Deixei o dinheiro para pagar a conta na mesa e saí dali a correr atrás dela, desviando-me das pessoas que me apareciam pela frente.

Como se tivesse olhos nas costas, nesse mesmo instante a minha perseguidora apressou o passo. Vi como as suas pernas enfiadas em collants verdes e botas militares começavam a correr, enquanto afastava com as mãos qualquer pessoa que se lhe atravessasse no caminho.

Eu próprio quase derrubei um velhote, que me maldisse em sérvio, enquanto Lore chegava à rua e conseguia parar um táxi. Saltou lá para dentro e eu cheguei mesmo a tempo de ver o veículo arrancar com a sua passageira encostada à janela.

Antes de desaparecer no trânsito, fez com três dedos o sinal de uma pistola, que levantou duas vezes enquanto me olhava muito fixamente. Interpretei que aquilo significava: «Bang, bang, vou-te matar… E quando o momento chegar a pistola será de verdade.»

Este novo encontro com Lorelei colocava-a definitivamente do lado inimigo. Aquela que me parecera uma adolescente excêntrica que se tinha cruzado duas vezes no meu caminho era claramente a nossa perseguidora.

Apesar de ainda não saber quem a tinha enviado, nem o que queria, só o facto de a rapariga se ter atrevido a parar um comboio em movimento significava que estava disposta a tudo.

Como ainda faltavam duas horas para o encontro da noite, entrei num cibercafé para investigar aquele monstro de totós azuis.

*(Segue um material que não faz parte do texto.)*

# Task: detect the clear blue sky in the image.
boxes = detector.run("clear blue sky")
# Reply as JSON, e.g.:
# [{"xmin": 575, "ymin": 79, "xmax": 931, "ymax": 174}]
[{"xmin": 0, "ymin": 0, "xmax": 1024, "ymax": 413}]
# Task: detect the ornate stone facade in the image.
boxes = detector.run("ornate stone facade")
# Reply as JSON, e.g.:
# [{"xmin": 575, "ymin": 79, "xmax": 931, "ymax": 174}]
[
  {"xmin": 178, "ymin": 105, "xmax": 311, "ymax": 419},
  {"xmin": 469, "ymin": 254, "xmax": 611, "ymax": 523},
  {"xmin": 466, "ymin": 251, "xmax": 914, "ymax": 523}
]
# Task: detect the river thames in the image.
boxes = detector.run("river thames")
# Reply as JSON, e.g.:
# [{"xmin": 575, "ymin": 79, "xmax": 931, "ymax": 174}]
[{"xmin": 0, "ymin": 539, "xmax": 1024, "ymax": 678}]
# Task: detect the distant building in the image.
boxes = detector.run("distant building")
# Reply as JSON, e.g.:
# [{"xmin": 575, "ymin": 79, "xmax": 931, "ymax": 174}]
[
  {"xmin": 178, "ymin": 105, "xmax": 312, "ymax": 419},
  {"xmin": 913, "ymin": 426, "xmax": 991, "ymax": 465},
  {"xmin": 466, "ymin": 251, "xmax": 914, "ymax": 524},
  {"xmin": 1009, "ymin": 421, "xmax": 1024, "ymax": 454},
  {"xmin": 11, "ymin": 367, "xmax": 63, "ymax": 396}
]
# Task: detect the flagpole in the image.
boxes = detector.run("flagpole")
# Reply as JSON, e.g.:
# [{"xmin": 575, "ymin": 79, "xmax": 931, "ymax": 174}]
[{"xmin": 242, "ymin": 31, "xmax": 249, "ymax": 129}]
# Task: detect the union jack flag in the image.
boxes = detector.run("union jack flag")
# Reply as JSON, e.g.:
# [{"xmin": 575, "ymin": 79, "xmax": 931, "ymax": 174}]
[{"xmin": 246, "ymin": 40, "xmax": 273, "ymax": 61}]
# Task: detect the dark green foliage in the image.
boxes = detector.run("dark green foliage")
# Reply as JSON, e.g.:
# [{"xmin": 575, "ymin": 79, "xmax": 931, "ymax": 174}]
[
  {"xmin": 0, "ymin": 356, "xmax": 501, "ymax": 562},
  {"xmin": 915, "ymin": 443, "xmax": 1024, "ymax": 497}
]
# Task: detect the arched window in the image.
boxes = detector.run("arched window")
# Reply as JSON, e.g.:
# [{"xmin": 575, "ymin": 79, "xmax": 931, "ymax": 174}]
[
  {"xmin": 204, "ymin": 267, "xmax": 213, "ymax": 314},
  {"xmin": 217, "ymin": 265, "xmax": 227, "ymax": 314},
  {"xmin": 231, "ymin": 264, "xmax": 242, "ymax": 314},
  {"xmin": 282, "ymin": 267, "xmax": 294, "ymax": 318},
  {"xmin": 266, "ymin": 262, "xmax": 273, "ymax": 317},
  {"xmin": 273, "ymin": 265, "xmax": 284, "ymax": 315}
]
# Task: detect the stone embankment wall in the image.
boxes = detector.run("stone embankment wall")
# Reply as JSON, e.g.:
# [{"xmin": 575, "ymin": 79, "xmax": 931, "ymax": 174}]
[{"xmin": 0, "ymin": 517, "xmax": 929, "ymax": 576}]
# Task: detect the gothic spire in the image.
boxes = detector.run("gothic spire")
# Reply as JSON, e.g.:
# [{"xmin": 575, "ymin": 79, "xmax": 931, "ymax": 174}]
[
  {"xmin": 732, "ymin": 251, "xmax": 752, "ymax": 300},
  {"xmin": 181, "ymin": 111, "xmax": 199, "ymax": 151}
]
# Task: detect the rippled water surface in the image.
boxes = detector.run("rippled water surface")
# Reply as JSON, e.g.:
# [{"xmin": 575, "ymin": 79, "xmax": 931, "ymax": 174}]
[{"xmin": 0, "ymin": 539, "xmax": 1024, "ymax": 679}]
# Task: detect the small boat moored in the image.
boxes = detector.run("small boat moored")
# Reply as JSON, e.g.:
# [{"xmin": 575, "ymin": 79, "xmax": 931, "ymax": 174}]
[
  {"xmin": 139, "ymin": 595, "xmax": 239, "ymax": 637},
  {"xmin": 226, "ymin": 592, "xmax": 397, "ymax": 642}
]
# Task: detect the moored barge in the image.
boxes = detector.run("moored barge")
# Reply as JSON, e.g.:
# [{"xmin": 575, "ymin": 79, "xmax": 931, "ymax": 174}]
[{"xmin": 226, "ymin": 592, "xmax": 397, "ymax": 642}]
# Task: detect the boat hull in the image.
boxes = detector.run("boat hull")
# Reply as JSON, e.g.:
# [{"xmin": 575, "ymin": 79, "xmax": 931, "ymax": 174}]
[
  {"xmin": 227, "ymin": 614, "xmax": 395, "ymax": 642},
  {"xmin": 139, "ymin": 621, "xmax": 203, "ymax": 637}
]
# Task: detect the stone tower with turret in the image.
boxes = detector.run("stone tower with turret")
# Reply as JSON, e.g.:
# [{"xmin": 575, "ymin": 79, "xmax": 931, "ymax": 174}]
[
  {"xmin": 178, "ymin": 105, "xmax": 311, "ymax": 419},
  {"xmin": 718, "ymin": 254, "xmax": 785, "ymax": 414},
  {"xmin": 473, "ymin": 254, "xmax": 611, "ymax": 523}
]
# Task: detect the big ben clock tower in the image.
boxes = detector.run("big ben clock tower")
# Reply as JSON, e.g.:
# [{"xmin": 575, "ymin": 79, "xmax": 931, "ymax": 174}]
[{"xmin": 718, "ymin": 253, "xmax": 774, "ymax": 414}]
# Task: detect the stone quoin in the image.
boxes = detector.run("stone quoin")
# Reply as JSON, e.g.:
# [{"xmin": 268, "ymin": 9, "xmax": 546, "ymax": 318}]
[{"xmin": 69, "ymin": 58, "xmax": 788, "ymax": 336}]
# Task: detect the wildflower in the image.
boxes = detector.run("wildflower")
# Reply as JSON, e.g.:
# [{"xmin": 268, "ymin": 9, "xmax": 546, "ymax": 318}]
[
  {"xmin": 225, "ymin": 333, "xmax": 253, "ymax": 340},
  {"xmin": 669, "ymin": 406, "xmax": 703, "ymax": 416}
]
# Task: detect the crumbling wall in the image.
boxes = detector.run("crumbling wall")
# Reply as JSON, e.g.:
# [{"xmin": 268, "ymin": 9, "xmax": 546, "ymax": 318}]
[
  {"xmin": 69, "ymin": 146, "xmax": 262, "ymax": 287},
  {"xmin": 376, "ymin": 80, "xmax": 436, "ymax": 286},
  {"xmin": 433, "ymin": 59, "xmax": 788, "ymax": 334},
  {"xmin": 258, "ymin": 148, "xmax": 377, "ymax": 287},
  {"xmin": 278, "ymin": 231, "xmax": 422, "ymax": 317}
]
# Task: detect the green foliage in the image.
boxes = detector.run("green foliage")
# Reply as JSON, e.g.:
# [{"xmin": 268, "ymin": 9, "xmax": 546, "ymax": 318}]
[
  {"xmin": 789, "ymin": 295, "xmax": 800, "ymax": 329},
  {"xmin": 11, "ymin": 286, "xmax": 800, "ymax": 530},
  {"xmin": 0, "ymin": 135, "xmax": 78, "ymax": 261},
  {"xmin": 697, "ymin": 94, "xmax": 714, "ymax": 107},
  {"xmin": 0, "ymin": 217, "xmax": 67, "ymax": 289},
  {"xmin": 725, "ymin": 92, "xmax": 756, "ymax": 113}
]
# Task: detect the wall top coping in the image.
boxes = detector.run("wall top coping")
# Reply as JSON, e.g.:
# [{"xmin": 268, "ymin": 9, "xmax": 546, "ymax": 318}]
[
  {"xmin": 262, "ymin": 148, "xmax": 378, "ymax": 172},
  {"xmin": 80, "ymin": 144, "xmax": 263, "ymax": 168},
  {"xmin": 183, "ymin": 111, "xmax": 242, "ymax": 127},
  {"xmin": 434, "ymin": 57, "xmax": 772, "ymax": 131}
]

Era improvável que me tivesse dado o seu nome verdadeiro, mas ainda assim decidi testar essa hipótese escrevendo no motor de busca «Lorelei» + «Zurique» + «Cabaret Voltaire».

O resultado foi tão extravagante como ela própria. Por alguma estranha razão, o algoritmo do Google conduziu-me até um bar de Los Angeles denominado Part Time Punks. À esquerda da página apareciam as músicas que tinham sido tocadas naquela sala desde a sua abertura. Tive de descer até aos abismos daquela lista interminável até chegar ao dia 13 de janeiro do ano anterior. Naquela noite tinha atuado uma banda da Virgínia chamada Lorelei. O título da canção, «Inside the Crime Lab» – «dentro do laboratório do crime» –, não era propriamente tranquilizador.

De qualquer maneira, aquilo não explicava nada; só servia para revelar as intenções de quem tinha tomado aquele nome.